The molecular mechanisms underlying the pharmacological actions of estrogens, SERMs and oxysterols: implications for the treatment and prevention of osteoporosis

Abstract

Estrogen therapy and hormone therapy are effective options for the prevention and treatment of osteoporosis, although because of their significant side effect profile, long term use for these applications is not recommended. Whereas SERMs (Selective Estrogen Receptor Modulators) exhibit a more favorable side effect profile, the currently available medicines in this class are substantially less effective in bone than classical estrogens. However, the results of substantial efforts that have gone into defining the mechanisms that underlie the pharmacology of estrogens, antiestrogens and SERMs have informed the development of the next generation of SERMs and have led to the development of TSECs (Tissue Selective Estrogen Complexes), a new class of ER-modulator. Further, the recent determination that the oxysterol 27-hydroxycholesterol functions as an endogenous SERM has highlighted an unexpected link between hypercholesterolemia and bone biology and must be considered in any discussions of ER-pharmacology. This review considers the most recent progress in our understanding of ER pharmacology and how this has and will be translated into new medicines for the treatment and prevention of osteoporosis.

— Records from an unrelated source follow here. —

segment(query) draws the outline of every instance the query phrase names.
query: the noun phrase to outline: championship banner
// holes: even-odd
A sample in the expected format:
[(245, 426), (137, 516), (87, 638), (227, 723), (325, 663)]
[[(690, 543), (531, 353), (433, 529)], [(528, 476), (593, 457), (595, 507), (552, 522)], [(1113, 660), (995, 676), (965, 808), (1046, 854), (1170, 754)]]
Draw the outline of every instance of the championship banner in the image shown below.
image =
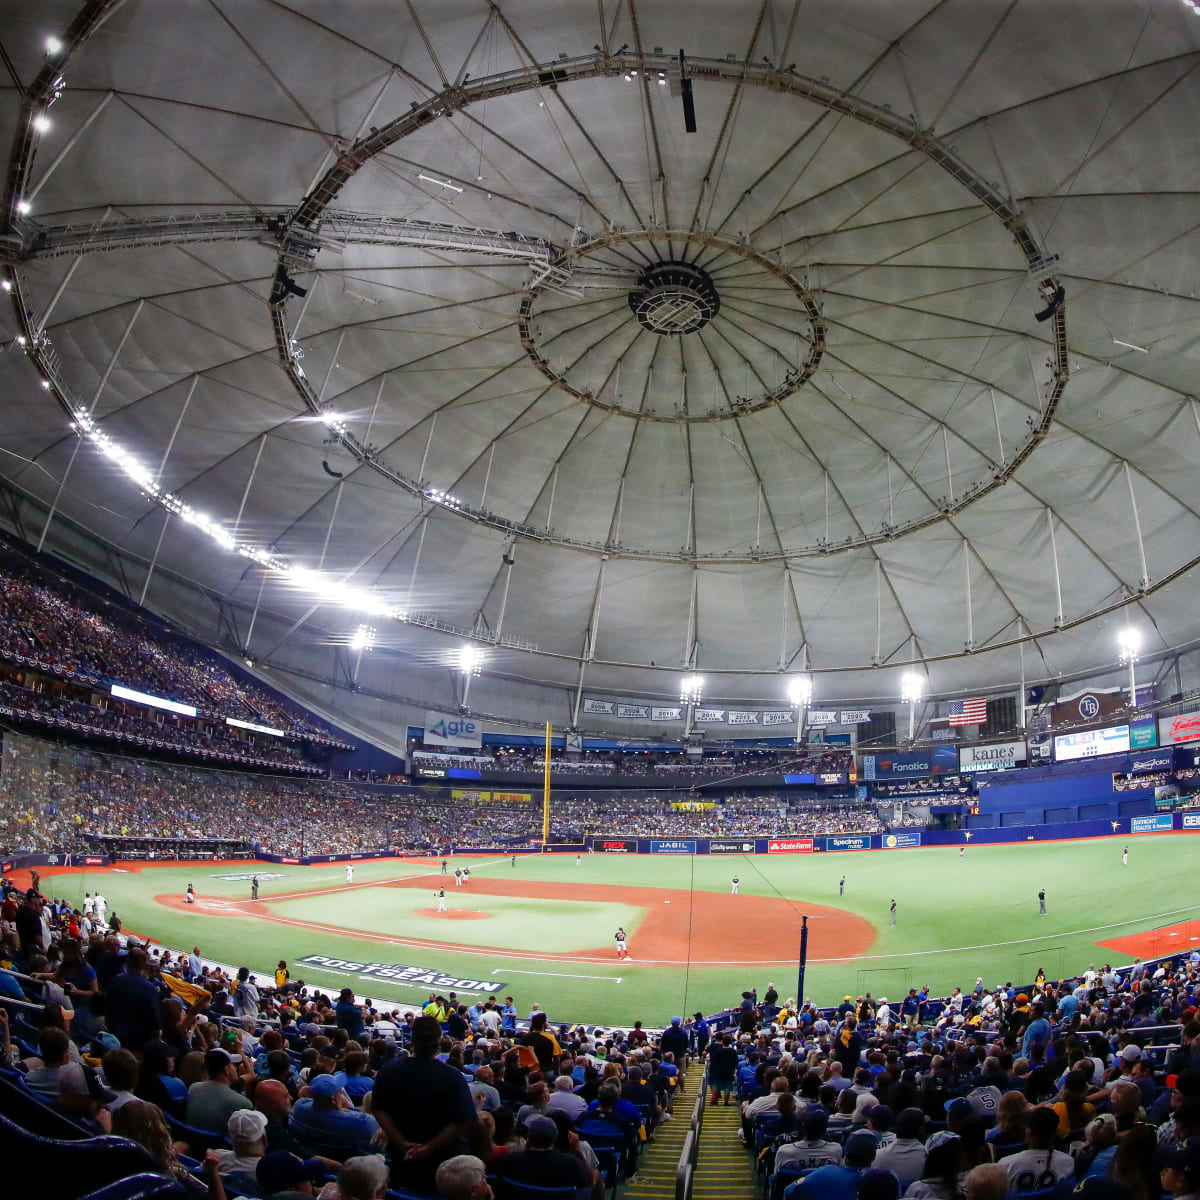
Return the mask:
[(794, 725), (796, 723), (796, 714), (791, 709), (778, 709), (774, 712), (765, 712), (762, 718), (764, 725)]
[(472, 789), (468, 791), (466, 788), (453, 788), (450, 792), (451, 800), (465, 800), (468, 804), (478, 804), (482, 800), (490, 800), (491, 792), (480, 792)]
[(603, 854), (636, 854), (637, 838), (605, 838), (592, 843)]
[(427, 746), (467, 746), (479, 750), (483, 746), (483, 726), (469, 717), (426, 712), (421, 740)]
[(650, 720), (650, 705), (648, 704), (618, 704), (618, 717), (630, 717), (635, 721)]
[(725, 710), (723, 708), (698, 708), (696, 709), (696, 724), (724, 725)]
[(768, 854), (811, 854), (812, 838), (771, 838), (767, 842)]
[(1170, 771), (1175, 766), (1175, 755), (1168, 747), (1150, 754), (1135, 754), (1129, 761), (1130, 775), (1144, 775), (1151, 771)]
[(597, 717), (612, 717), (616, 715), (617, 706), (612, 700), (593, 700), (584, 696), (583, 711)]
[(730, 725), (759, 725), (762, 722), (761, 712), (751, 712), (744, 708), (731, 708), (729, 710)]
[(652, 721), (682, 721), (682, 708), (651, 708), (650, 720)]
[(1184, 813), (1181, 820), (1184, 829), (1200, 829), (1200, 813)]
[(865, 725), (871, 719), (869, 708), (843, 708), (838, 713), (839, 725)]
[(707, 812), (710, 808), (716, 808), (715, 800), (672, 800), (671, 807), (676, 812)]
[(1158, 745), (1158, 722), (1153, 717), (1138, 717), (1129, 722), (1130, 750), (1148, 750)]
[(568, 751), (575, 751), (578, 753), (583, 749), (583, 734), (568, 733), (566, 735), (565, 746)]
[(836, 725), (838, 723), (837, 709), (814, 708), (808, 714), (810, 725)]
[(885, 850), (907, 850), (920, 844), (921, 835), (919, 833), (885, 833), (883, 835)]
[[(488, 798), (487, 792), (482, 793), (483, 798)], [(500, 804), (528, 804), (533, 799), (531, 792), (493, 792), (493, 803)]]

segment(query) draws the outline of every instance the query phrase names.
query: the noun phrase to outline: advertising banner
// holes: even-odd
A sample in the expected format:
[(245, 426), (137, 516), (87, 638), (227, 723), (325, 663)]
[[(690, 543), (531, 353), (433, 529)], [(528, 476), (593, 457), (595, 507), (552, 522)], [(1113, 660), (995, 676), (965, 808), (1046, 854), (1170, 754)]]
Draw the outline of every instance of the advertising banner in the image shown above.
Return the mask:
[[(483, 793), (483, 798), (487, 799), (487, 792)], [(493, 792), (492, 800), (499, 801), (501, 804), (528, 804), (533, 799), (532, 792)]]
[(470, 717), (451, 713), (426, 712), (422, 740), (427, 746), (483, 746), (483, 726)]
[(743, 838), (709, 838), (708, 839), (709, 854), (753, 854), (754, 839)]
[(1200, 812), (1190, 812), (1183, 814), (1184, 829), (1200, 829)]
[(1170, 747), (1155, 750), (1151, 754), (1135, 754), (1129, 760), (1129, 774), (1143, 775), (1150, 771), (1169, 771), (1175, 766), (1175, 755)]
[(605, 838), (595, 843), (596, 848), (605, 854), (636, 854), (637, 838)]
[(1099, 758), (1105, 754), (1123, 754), (1128, 749), (1128, 725), (1111, 725), (1107, 729), (1081, 729), (1078, 733), (1059, 734), (1054, 739), (1054, 761), (1072, 762), (1078, 758)]
[(591, 696), (584, 696), (583, 711), (598, 717), (612, 717), (616, 715), (617, 706), (612, 700), (595, 700)]
[(810, 725), (836, 725), (838, 723), (837, 709), (814, 708), (808, 714)]
[(1200, 739), (1200, 712), (1176, 713), (1158, 722), (1158, 740), (1164, 746)]
[(812, 838), (772, 838), (767, 842), (768, 854), (811, 854)]
[(475, 788), (453, 788), (450, 792), (451, 800), (465, 800), (468, 804), (481, 804), (491, 798), (491, 792), (481, 792)]
[(651, 854), (695, 854), (695, 838), (655, 838), (650, 842)]
[(650, 720), (652, 721), (682, 721), (682, 708), (652, 708), (650, 710)]
[(796, 714), (790, 709), (778, 709), (774, 712), (763, 713), (764, 725), (794, 725), (796, 722)]
[(698, 708), (696, 709), (696, 724), (724, 725), (725, 710), (723, 708)]
[(650, 720), (650, 705), (648, 704), (618, 704), (618, 717), (629, 717), (635, 721)]
[(818, 771), (816, 782), (825, 787), (833, 787), (849, 783), (850, 780), (844, 771)]
[(921, 844), (919, 833), (885, 833), (883, 848), (885, 850), (908, 850)]
[(1130, 817), (1130, 833), (1163, 833), (1171, 829), (1170, 813), (1155, 813), (1152, 817)]
[(1129, 748), (1146, 750), (1158, 745), (1158, 722), (1153, 717), (1138, 717), (1129, 722)]
[(961, 746), (960, 771), (1005, 771), (1025, 765), (1024, 742), (993, 742), (987, 746)]
[(865, 725), (870, 719), (869, 708), (843, 708), (838, 714), (839, 725)]
[(957, 746), (934, 746), (931, 750), (863, 755), (864, 779), (925, 779), (931, 775), (957, 774)]
[(87, 854), (84, 855), (83, 865), (85, 867), (98, 867), (101, 866), (104, 861), (105, 860), (103, 858), (99, 858), (94, 854)]
[(825, 839), (826, 850), (870, 850), (870, 848), (871, 835), (869, 833), (846, 833)]

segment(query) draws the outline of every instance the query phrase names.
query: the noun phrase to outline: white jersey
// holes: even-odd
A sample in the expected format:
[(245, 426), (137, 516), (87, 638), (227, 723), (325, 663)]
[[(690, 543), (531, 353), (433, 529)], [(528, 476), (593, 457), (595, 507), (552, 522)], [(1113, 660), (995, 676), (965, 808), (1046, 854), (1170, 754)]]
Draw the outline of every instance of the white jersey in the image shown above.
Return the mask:
[(93, 900), (93, 903), (96, 905), (96, 916), (98, 916), (100, 918), (100, 920), (103, 921), (104, 920), (104, 910), (106, 908), (108, 908), (108, 901), (105, 900), (105, 898), (103, 896), (101, 896), (99, 893), (97, 893), (97, 895), (95, 896), (95, 898)]
[(95, 902), (95, 900), (93, 900), (91, 898), (91, 896), (84, 896), (84, 898), (83, 898), (83, 915), (85, 917), (90, 917), (92, 915), (92, 910), (95, 908), (95, 906), (96, 906), (96, 902)]
[(346, 868), (346, 882), (347, 883), (354, 882), (354, 868), (352, 866), (348, 866)]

Figure 1. Mechanisms of estrogen receptor (ER) action

Upon binding an agonist the ERs (ERα and ERβ) can form homo or heterodimers and translocate to the nucleus where they associate with coactivator proteins (CoA) and impact transcription by either binding DNA directly at estrogen response elements (EREs), or by tethering to DNA-bound transcription factors such as AP1, nuclear factor-κB and Sp1. Alternatively ERs can act in a non-genomic manner by interacting with c-Src protein kinase complex, the regulatory subunit of phosphoinositide-3 kinase (p85), caveolins or the adaptor protein Shc. See text for details.

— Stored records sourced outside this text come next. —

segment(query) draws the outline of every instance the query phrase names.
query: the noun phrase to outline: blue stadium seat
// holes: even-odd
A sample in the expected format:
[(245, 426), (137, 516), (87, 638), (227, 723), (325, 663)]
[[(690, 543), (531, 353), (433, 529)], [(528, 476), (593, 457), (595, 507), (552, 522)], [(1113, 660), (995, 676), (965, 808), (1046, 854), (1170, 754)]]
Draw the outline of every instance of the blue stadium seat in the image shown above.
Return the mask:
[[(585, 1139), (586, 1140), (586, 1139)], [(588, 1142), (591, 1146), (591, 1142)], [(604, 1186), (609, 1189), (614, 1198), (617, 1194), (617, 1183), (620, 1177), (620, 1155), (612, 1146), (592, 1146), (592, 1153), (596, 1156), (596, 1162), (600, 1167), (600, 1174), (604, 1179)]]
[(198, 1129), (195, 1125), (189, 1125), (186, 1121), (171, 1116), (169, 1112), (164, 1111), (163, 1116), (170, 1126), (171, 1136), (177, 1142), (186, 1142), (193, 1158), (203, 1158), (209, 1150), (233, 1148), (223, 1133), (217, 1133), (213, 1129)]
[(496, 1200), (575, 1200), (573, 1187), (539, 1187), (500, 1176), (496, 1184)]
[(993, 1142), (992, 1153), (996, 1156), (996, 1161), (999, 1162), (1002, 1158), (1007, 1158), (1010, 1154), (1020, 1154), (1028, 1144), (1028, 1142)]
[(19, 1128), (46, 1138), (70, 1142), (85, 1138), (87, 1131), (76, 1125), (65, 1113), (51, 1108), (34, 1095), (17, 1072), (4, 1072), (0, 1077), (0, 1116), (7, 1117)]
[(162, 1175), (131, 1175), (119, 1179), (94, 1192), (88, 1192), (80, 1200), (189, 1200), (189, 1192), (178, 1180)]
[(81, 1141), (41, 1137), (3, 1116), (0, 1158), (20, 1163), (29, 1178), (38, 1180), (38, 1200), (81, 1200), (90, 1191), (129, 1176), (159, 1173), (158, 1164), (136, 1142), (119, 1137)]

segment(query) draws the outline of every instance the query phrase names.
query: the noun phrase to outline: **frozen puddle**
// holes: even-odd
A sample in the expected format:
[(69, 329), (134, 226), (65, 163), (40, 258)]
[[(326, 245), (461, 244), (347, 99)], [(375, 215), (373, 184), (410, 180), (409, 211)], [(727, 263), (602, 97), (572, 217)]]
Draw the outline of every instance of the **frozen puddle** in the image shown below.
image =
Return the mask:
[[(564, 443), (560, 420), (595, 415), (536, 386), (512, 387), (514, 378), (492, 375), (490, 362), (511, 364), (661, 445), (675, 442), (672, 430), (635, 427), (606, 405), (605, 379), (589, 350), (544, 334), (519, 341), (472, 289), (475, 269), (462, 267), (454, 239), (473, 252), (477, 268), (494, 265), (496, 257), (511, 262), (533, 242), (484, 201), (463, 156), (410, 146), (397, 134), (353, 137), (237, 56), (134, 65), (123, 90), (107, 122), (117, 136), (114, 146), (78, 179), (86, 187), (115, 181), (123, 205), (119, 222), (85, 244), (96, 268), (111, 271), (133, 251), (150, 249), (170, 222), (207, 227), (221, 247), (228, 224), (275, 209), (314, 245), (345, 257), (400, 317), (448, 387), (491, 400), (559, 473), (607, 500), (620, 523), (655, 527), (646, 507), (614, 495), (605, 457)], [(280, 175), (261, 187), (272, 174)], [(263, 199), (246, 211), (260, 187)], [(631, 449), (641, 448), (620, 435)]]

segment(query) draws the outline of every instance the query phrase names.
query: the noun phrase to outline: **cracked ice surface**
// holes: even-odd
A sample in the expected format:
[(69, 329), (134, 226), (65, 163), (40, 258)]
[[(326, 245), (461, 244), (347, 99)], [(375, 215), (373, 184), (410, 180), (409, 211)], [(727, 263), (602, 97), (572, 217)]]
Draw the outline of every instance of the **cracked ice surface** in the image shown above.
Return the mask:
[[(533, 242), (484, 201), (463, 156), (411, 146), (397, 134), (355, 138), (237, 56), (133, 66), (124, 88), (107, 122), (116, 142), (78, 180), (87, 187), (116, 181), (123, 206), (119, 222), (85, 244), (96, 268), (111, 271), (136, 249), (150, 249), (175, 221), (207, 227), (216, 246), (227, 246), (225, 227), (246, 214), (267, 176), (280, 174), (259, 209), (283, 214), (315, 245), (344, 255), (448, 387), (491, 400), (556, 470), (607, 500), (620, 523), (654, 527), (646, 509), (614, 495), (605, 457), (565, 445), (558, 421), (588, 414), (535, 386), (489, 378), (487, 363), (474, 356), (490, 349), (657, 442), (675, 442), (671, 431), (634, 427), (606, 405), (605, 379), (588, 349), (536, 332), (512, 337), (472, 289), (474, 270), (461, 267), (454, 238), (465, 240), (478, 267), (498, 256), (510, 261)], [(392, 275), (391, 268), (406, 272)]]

Figure 2. Updated model of ER pharmacology

The overall conformation of ER is influenced by the nature of the ligand to which it is bound; an activity which enables the differential interaction of the receptor with functionally distinct coregulators. Pure agonists facilitate the interaction of the receptor with coactivators (CoA) and thus the cellular response to an ER-agonist complex will be determined by the relative expression level of functionally distinct coregulators in different target tissues. Antagonists, on the other hand allow the receptor to interact with only corepressors (CoR). Selective estrogen receptor modulators (SERMs) permit the bound ERs to interact with different subsets of coactivators and corepressors, permitting these drugs to elicit different activities in different tissues.

Figure 3. A novel mechanism describing ER action in bone

Some of the protective actions of estrogens in bone can be attributed to its ability to upregulate the expression of Small Heterodimeric Partner (SHP) in preosteoblasts. This protein functions as a negative regulator of the LXR/RXR heterodimer, which itself is a positive regulation of TNFα expression. Interestingly, by functioning as both an inhibitor of ER and an activator of LXR the cholesterol metabolite 27-hydroxycholesterol (27HC) can positively upregulate the expression of genes involved in osteoclastogenesis. See text for details.